Sadly, in a time when nations across the entire world owned slaves, a region of America also owned slaves. For about 90 years of US history, 1.5% of Americans participated in the African slave trade that spanned from the Middle Ages until 1981.
 

Also sadly, in a time when slavery itself was still legal and happening Morocco, China, Turkey, Ethiopia, interior African nations, and the Middle East; we were dealing with some awful Jim Crow laws.

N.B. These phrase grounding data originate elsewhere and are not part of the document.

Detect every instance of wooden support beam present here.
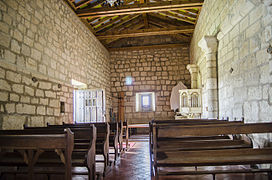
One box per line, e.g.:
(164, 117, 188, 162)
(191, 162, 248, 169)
(103, 14, 141, 33)
(75, 0, 93, 9)
(109, 43, 189, 51)
(95, 16, 124, 33)
(159, 11, 195, 24)
(148, 15, 178, 28)
(96, 26, 194, 39)
(150, 13, 188, 26)
(79, 0, 106, 10)
(140, 0, 149, 28)
(172, 10, 197, 19)
(77, 0, 203, 18)
(92, 17, 112, 27)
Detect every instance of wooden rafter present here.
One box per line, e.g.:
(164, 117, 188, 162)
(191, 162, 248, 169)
(92, 17, 112, 27)
(79, 0, 106, 10)
(117, 16, 143, 31)
(77, 0, 203, 18)
(150, 13, 189, 26)
(96, 26, 194, 39)
(159, 11, 195, 24)
(95, 16, 125, 32)
(172, 10, 197, 19)
(74, 0, 93, 9)
(148, 15, 178, 28)
(103, 14, 141, 33)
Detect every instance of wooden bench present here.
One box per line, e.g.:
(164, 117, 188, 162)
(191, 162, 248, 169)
(23, 125, 97, 180)
(151, 122, 272, 179)
(0, 128, 74, 180)
(50, 122, 110, 176)
(108, 122, 119, 164)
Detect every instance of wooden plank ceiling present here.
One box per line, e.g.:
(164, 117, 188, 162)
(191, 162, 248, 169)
(64, 0, 204, 48)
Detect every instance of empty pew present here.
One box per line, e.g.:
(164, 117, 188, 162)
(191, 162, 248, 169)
(50, 122, 110, 176)
(108, 122, 119, 164)
(24, 125, 96, 180)
(0, 128, 74, 180)
(149, 119, 245, 178)
(151, 122, 272, 179)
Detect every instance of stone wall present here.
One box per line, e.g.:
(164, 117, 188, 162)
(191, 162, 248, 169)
(190, 0, 272, 146)
(110, 45, 191, 124)
(0, 0, 111, 129)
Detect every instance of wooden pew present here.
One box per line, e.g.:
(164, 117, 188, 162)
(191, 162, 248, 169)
(0, 128, 74, 180)
(23, 125, 96, 180)
(108, 122, 119, 164)
(118, 122, 124, 152)
(149, 119, 245, 178)
(151, 122, 272, 179)
(49, 122, 110, 176)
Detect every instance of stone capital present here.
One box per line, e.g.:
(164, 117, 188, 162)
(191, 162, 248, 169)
(198, 36, 218, 54)
(186, 64, 199, 74)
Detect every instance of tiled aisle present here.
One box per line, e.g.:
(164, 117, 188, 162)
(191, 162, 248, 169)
(105, 141, 151, 180)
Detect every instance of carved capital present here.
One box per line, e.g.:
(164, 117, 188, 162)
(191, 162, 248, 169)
(198, 36, 218, 54)
(186, 64, 199, 74)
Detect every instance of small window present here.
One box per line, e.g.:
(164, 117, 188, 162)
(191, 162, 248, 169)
(125, 76, 133, 85)
(60, 101, 65, 113)
(136, 92, 155, 112)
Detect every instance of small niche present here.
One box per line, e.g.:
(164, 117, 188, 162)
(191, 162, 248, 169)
(60, 101, 65, 113)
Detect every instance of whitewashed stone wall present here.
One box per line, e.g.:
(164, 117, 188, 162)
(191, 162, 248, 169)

Not a single day goes by (or even an hour, I'd bet) that Americans don't argue about it with shame. I don't think any other country (many of whom were worse) gets off on doing this like Americans.
 

As such, yeah. In a time when black slaves were routinely castrated outside of the US, there was a debate here about how to count the census. No real reason to avoid discussing the 3/5ths compromise.
 

Women have been entrepreneurs and owned businesses since the founding of the United States. Same for black people. At the founding of the country, the right to vote was restricted to "gentlemen of property and standing". Prior to the Civil War, free Black people had suffrage in New York, New Jersey, and Pennsylvania..

There has been bigotry and people fighting bigotry every step of the way.